Islet in the Sky is a sandstone pillar located within Canyonlands National Park, in San Juan County, Utah, United States. It is situated in the Island in the Sky District of the park, one mile (1.6 km) east of the Island in the Sky paved road that leads to Grand View Point. This spire is composed of Wingate Sandstone, which is the remains of wind-borne sand dunes deposited approximately 200 million years ago in the Late Triassic. Precipitation runoff from Islet in the Sky drains east to the nearby Colorado River via Buck Canyon.

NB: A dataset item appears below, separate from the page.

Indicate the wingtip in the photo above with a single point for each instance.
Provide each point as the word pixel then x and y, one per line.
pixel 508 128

Access is via the White Rim Road which traverses between this remote spire and the river.

==Climbing==
The first ascent of the summit was made by Ken Trout and Bruce Lella on November 22, 1979, via the north side. The climbing route is rated . Steve Bartlett climbed a new route, solo, in 1996.

==Climate==
According to the Köppen climate classification system, Islet in the Sky is located in a cold semi-arid climate zone, which is defined by the coldest month having an average mean temperature below 32 °F (0 °C) and at least 50% of the total annual precipitation being received during the spring and summer. This desert climate receives less than 10 in of annual rainfall, and snowfall is generally light during the winter. Spring and fall are the most favorable seasons to visit Islet in the Sky.